Dans un contexte où l’Union européenne s’apprête à renforcer sa souveraineté technologique, l’ambassadeur des États-Unis auprès de l’UE, Andrew Puzder, exprime des réserves quant à la stratégie envisagée. Lors d’un entretien accordé à l’AFP, il a souligné que la réussite de l’Europe dans le domaine de l’intelligence artificielle (IA) ne pourra pas passer par la pénalisation des entreprises des autres pays.
EN BREF
- Andrew Puzder avertit que l’Europe ne doit pas pénaliser les entreprises étrangères pour réussir dans l’IA.
- Il insiste sur l’importance d’une coopération entre l’Europe et les États-Unis dans le domaine numérique.
- Les amendes infligées aux entreprises américaines pourraient freiner leurs investissements en Europe.
Selon M. Puzder, l’idée selon laquelle l’Europe pourrait améliorer sa position sur le marché de l’IA en diminuant la compétitivité des entreprises concurrentes, notamment les géants technologiques américains, est erronée. « Si l’on parle d’accroître la compétitivité des entreprises de l’UE en réduisant celle de leurs concurrents, alors on ne s’attaque pas aux problèmes qui les empêchent d’être compétitives », a-t-il déclaré.
Le diplomate a insisté sur le fait que des mesures restrictives à l’encontre des fournisseurs américains pourraient priver les pays européens de l’innovation et de l’expertise développées de l’autre côté de l’Atlantique.
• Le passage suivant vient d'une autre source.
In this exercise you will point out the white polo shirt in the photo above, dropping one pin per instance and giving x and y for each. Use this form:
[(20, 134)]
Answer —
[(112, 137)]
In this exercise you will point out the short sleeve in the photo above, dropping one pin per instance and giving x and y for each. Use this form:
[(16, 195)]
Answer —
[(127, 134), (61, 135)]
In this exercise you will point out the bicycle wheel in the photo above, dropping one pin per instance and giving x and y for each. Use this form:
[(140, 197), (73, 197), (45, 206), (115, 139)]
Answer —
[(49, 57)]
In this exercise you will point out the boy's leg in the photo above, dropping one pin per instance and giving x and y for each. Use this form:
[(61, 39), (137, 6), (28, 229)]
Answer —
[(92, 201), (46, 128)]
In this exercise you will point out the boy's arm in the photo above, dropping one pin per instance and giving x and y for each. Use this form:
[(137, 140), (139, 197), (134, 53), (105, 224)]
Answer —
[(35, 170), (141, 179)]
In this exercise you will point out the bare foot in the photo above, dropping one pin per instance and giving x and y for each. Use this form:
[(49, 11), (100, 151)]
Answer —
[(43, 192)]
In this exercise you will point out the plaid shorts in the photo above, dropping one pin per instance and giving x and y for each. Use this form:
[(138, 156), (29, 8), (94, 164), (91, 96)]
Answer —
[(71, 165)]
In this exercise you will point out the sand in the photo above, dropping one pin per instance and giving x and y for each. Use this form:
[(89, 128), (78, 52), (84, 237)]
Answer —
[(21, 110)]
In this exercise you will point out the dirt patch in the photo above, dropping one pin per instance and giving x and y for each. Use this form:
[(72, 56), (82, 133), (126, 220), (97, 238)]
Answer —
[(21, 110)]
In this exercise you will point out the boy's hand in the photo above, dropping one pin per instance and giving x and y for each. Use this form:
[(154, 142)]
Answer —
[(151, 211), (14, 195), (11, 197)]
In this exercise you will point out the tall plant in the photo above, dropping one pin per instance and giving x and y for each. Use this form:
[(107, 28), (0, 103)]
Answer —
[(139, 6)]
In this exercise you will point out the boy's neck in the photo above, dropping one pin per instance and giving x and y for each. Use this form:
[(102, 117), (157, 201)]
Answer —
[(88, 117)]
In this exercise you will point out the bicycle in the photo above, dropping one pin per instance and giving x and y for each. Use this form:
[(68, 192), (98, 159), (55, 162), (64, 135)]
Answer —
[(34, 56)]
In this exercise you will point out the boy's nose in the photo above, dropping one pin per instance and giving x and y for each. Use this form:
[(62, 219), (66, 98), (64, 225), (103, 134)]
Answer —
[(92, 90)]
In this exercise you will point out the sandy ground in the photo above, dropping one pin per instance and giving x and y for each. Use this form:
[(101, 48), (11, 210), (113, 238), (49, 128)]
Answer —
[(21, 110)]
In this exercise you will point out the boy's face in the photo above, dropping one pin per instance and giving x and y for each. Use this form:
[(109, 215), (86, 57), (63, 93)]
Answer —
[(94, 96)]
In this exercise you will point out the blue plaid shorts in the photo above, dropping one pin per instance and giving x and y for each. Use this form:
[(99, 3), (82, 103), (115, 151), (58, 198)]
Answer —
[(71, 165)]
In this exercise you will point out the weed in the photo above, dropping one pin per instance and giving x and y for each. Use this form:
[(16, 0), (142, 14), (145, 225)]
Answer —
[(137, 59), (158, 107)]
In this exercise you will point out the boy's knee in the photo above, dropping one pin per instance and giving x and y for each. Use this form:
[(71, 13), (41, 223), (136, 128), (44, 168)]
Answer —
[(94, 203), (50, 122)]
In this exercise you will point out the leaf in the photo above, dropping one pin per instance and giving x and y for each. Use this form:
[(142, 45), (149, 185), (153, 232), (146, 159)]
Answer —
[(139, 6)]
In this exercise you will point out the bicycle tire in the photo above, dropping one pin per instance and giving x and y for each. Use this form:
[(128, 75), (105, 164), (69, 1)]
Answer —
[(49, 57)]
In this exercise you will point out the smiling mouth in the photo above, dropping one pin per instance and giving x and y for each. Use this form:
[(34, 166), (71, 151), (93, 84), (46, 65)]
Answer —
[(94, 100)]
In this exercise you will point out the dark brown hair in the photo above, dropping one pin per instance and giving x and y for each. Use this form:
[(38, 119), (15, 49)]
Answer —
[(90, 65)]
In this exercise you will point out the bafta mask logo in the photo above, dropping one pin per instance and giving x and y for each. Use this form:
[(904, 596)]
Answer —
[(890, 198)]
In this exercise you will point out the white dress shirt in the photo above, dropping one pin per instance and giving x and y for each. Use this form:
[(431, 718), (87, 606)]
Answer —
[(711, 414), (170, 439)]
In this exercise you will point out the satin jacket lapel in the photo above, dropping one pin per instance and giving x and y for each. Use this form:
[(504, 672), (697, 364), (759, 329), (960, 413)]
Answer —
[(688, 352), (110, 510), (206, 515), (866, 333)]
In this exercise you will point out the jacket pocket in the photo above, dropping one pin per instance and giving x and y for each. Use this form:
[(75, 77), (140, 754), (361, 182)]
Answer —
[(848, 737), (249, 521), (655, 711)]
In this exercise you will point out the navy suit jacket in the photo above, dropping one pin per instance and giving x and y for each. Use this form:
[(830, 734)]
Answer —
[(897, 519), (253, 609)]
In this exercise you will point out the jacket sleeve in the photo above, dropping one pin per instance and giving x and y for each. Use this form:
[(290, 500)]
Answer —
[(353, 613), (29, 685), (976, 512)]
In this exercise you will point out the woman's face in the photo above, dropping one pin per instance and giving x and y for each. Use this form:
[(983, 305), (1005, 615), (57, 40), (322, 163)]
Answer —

Une telle approche, selon lui, risquerait également de diminuer les investissements sur le sol européen, ce qui affaiblirait la position de l’Europe face à la concurrence croissante de la Chine.
En outre, Andrew Puzder a salué la proposition de la Commission européenne d’instaurer un « dialogue » avec les États-Unis sur les questions numériques. Ce dialogue est perçu comme essentiel pour établir une collaboration constructive entre les deux régions, dans un domaine où les tensions sont fréquentes.
Les relations entre l’Europe et les États-Unis se sont souvent tendues sur les questions technologiques, l’administration Trump ayant régulièrement accusé l’UE de cibler injustement les entreprises américaines. Andrew Puzder a noté que les entreprises américaines semblent écoper de la majorité des amendes imposées en vertu de la législation numérique européenne, ce qui pourrait dissuader ces groupes de développer leurs activités en Europe.
Alors que l’Europe s’apprête à présenter son plan pour renforcer sa souveraineté technologique d’ici fin mai, les appels à une coopération renforcée entre les États-Unis et l’Europe pourraient s’avérer cruciaux. Un équilibre doit être trouvé pour garantir que les réglementations favorisent l’innovation tout en préservant la compétitivité de l’économie européenne.
Les enjeux sont élevés, et les décisions qui seront prises dans les mois à venir auront un impact significatif sur l’avenir de l’IA et de la technologie en Europe. Le défi consiste à construire un cadre qui permettra une compétition loyale tout en favorisant un environnement propice à l’innovation.